E a outra foi a quebra de um mito da época, porque naquela ocasião os companheiros que trabalhavam no interior ganhavam bem menos que os da capital. Aquilo era um absurdo, mas estava consolidado como uma verdade absoluta.Todo mundo achava que não seria possível mudar - porque os juízes também tinham isso, etc. etc. . E a gente conseguiu primeiro convencer os velhinhos de que Juiz é Juiz e serventuário é serventuário. E segundo e principalmente, conseguimos fazer com que - a partir daquele momento - as comarcas do interior começassem a participar ativamente da vida sindical e da própria construção do sindicato. Isto aí eu considero muito importante na nossa gestão. Foi naquele momento - porque até ali todo movimento se resumia à capital e só excepcionalmente vinha um ou outro colega do interior, mas vinha não organicamente, vinha por ele, como curioso, etc. . Mas a partir dali, não...a gente começou a organizar as comarcas, começou a perceber que o pessoal do interior, inclusive, tem uma tendência de participação muito mais efetiva do que o da capital. E a partir daí surgiu a organização do sindicato como ele está até hoje, dando-se a mesma importância às comarcas do interior que à da capital.

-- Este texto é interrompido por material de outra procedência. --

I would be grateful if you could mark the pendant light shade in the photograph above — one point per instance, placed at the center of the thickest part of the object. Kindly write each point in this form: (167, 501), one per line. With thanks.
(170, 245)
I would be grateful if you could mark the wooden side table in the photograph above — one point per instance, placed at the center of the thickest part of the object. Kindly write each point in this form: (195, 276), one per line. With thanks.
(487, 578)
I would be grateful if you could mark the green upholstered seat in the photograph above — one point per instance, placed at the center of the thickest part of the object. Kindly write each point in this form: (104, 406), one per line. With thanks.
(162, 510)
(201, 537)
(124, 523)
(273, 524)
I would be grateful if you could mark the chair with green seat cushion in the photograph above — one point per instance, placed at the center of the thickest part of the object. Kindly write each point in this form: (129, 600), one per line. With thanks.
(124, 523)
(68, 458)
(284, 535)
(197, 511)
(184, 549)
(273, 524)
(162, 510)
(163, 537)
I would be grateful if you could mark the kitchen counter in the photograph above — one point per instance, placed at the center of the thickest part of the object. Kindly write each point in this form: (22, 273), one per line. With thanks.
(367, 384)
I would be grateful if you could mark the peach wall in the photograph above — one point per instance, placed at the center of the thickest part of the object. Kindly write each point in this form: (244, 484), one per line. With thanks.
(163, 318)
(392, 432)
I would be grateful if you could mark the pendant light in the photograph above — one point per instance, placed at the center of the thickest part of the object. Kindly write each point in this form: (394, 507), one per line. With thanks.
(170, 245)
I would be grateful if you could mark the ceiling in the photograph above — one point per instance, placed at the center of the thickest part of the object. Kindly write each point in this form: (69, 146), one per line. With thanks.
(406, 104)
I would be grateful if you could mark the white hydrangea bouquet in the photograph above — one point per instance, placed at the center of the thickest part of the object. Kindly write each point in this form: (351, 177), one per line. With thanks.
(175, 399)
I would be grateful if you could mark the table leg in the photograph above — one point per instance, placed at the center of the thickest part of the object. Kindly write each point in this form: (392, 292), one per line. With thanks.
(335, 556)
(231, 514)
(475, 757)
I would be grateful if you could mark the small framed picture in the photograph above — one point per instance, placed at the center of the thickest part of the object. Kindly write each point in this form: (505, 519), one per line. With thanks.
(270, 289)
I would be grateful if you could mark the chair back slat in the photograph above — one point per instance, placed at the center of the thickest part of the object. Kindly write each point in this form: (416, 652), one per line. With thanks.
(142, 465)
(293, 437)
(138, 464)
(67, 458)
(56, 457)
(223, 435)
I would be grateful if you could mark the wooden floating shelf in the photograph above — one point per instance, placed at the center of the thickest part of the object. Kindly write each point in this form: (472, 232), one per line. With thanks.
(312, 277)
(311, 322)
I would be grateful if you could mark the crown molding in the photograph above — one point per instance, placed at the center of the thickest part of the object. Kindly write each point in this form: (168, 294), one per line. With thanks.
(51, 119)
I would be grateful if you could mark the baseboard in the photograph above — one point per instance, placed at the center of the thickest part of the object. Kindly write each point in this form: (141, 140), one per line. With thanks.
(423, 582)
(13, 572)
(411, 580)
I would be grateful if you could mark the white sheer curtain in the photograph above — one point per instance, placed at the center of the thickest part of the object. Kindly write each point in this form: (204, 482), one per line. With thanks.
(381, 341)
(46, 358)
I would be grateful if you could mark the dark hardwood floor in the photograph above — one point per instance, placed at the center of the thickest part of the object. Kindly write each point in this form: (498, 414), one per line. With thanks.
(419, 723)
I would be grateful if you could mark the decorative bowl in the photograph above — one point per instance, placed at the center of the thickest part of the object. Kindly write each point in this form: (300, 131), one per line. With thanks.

SI - Após o término de sua gestão no Sind-Justiça houve um decréscimo vertical de sua participação nas atividades políticas da categoria, tendo chegado quase a zero. O que aconteceu ?
GS - Quase a zero não é verdade...porque eu tenho participado sempre que possível. Mas a questão é a seguinte : neste movimento existem vários aspectos que você precisa abordar. O primeiro deles é o seguinte : esse cargo de presidente do sindicato, de liderança sindical, implica numa série de circunstâncias que açulam a sua vaidade. Eu me lembro que, quando era presidente da USERJ e do Sind-Justiça, todo mundo me parava no corredor, me dava tapinha nas costas, meu líder, meu presidente, todo mundo fica não é bem bajulando, mas criam uma relação de admiração com você. Por outro lado, os gabinetes se abrem , não só dentro do judiciário - porque os desembargadores tendem a te dar mais espaço pela representatividade que você tem - como também fora, e naquelas nossas lutas de assembléias sindicais, a gente entrava no gabinete dos deputados e quando se identificava como presidente da entidade de classe dos servidores da justiça era uma coisa... manda entrar, estende o tapete vermelho, etc... Então isso leva a duas conseqüências : primeiro estimula a sua vaidade pessoal e ao mesmo tempo cria para a categoria a sensação de que ela não precisa ir à luta porque tem alguém que já está fazendo isso por ela. E isso eu considero extremamente ruim.
Há um outro aspecto ligado ainda ao primeiro, o da vaidade, que é o seguinte : você pensa : ah, isto aqui está muito bom, eu quero continuar, vou continuar a vida inteira...Como eu, na época, já tinha muito claro que não deveria ser um sindicalista profissional, assim como não era um político profissional, eu tinha bem claro que a minha militância de cidadão não poderia se converter em um negócio profissional, sob pena de você ficar viciado, com essas conseqüências que eu já falei. Então, assim que nós percebemos a perspectiva de construir o sindicato, e assim que nós fizemos o estatuto, minha primeira preocupação foi exatamente essa : um mandato inicial de apenas seis meses, exatamente o tempo necessário para você organizar minimamente o sindicato e, em seguida, fazer a renovação da liderança. Até porque eu não era - e ninguém nunca vai ser - o único capaz de liderar o movimento. Na época havia excelentes companheiros, como há hoje, ainda. Naquela ocasião avaliamos que a pessoa mais indicada para continuar com aquele movimento era a companheira Elizabeth Gatto. E foi assim que nós fizemos.